Dean came in last Sunday evening and asked me about a restaurant I'd blogged. Someone reads the blog? Great, now I need to behave. He thought the restaurant should post its wine list like Wolfgang Puck does at Spago Beverly Hills. We pulled up the Spago wine list assembled by award winning sommelier Christopher Miller and it's over 100 pages long! That's just crazy.
It just so happened the restaurant guy came in later that night and I told him Dean's suggestion.
Thursday, both happened to be here at the same time. I introduced them: Oh, right, you're both here. This is the guy with the restaurant. This is the guy who thinks you should post your wine list. Then I got out of the way. What followed was the biggest wine-nerd conversation ever to grace this space in my tenure and it was great!
I love it when winos diss other winos. It's funny. One guy here makes fun of a co-worker who also cellars here. "He's into the big label stuff," he scoffs. Like that. Funny.
So these guys got into the whole of it, the politics of wine lists, the politics of wineries who will only sell through restaurants versus retail, how some restaurants shut out others from carrying certain wines, etc. It somehow wove into things like Kermit Lynch versus the grey market. For a novice it was a really interesting conversation to be privy to. Dean has spent a good part of the week attempting to make me less ignorant about all things wine, and I appreciate his effort.
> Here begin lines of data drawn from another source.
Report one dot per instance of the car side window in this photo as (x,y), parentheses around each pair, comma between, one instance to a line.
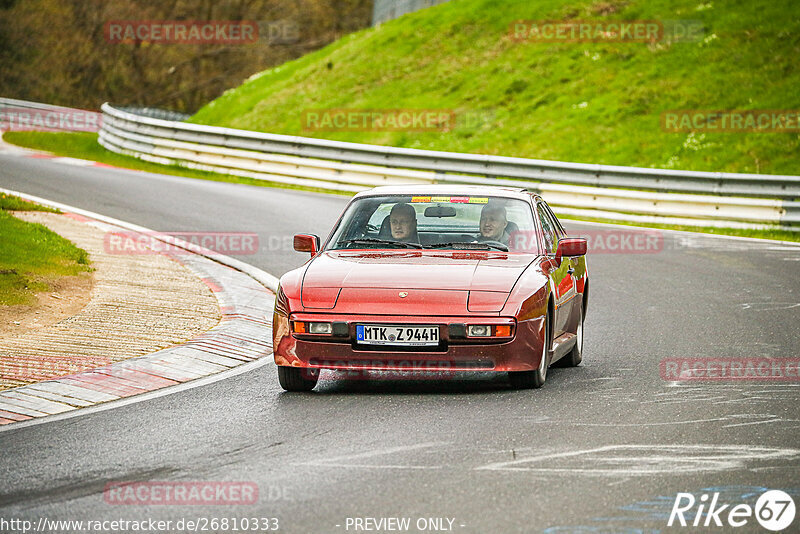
(547,226)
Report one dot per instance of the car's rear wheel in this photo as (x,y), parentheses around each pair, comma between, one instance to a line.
(534,379)
(575,356)
(297,378)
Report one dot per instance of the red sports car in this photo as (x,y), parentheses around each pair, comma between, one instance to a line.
(435,278)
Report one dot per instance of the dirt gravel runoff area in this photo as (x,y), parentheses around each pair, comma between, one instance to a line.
(131,305)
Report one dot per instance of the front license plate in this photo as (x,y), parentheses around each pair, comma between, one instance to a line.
(407,336)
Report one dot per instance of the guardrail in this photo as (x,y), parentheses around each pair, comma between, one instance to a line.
(649,195)
(597,191)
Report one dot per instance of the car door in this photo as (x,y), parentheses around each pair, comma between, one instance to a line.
(563,283)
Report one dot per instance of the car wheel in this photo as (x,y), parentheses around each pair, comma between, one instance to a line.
(534,379)
(297,378)
(575,356)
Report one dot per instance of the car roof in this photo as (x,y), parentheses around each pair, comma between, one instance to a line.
(447,189)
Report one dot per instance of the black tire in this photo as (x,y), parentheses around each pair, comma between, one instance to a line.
(575,356)
(534,379)
(297,378)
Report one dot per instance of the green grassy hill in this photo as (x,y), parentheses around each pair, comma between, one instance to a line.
(584,101)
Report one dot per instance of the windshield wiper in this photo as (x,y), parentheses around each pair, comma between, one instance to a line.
(372,240)
(477,245)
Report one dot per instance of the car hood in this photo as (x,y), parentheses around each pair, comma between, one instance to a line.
(439,270)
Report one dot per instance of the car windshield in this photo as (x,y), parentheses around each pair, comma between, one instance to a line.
(437,222)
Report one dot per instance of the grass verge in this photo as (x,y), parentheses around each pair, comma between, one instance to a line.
(84,146)
(32,256)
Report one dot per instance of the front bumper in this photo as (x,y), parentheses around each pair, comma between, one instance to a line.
(520,352)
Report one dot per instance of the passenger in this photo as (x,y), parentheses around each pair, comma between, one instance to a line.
(403,222)
(494,223)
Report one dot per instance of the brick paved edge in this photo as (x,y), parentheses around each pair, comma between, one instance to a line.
(243,335)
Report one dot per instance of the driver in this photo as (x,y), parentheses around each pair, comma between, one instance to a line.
(493,223)
(403,222)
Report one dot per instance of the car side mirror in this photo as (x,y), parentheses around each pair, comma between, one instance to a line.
(571,246)
(306,243)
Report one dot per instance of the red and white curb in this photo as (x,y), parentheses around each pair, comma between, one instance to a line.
(244,335)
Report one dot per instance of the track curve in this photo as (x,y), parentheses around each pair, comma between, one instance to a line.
(585,451)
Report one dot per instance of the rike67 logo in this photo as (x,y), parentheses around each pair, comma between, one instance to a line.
(774,510)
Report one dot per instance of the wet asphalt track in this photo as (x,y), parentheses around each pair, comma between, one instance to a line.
(601,448)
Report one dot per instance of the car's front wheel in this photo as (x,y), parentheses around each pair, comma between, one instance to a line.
(297,378)
(534,379)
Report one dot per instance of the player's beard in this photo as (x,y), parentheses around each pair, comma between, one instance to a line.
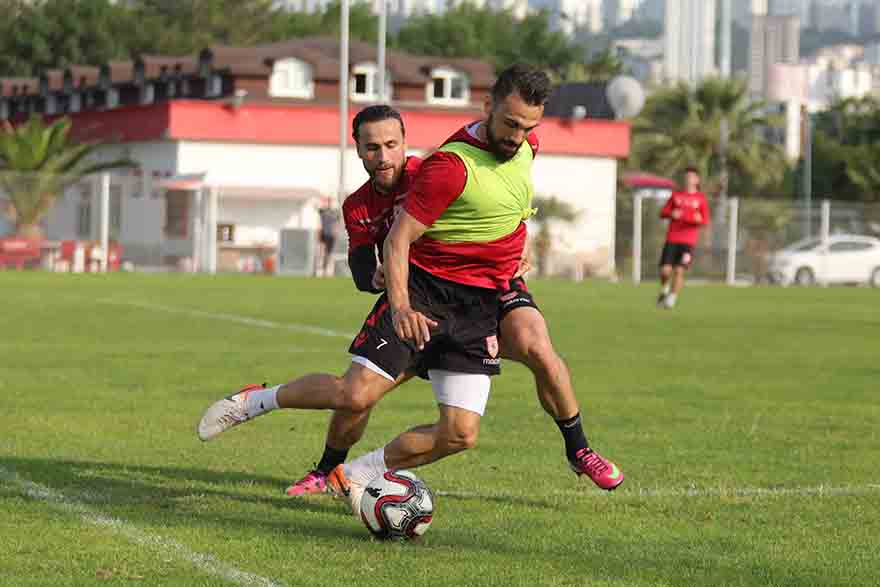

So, now that Dean scoped me out for a week and gave me the Dean Seal of Approval, he left me with a key to his locker. Though not quite the best new sommelier award from Wine and Spirits Magazine, I'll take it: now he knows it's a good situation for him to ship stuff here if he wants, and equally I can ship stuff to him. While I myself don't have a shipping license, Red Carpet up the street there does, so I can take it there.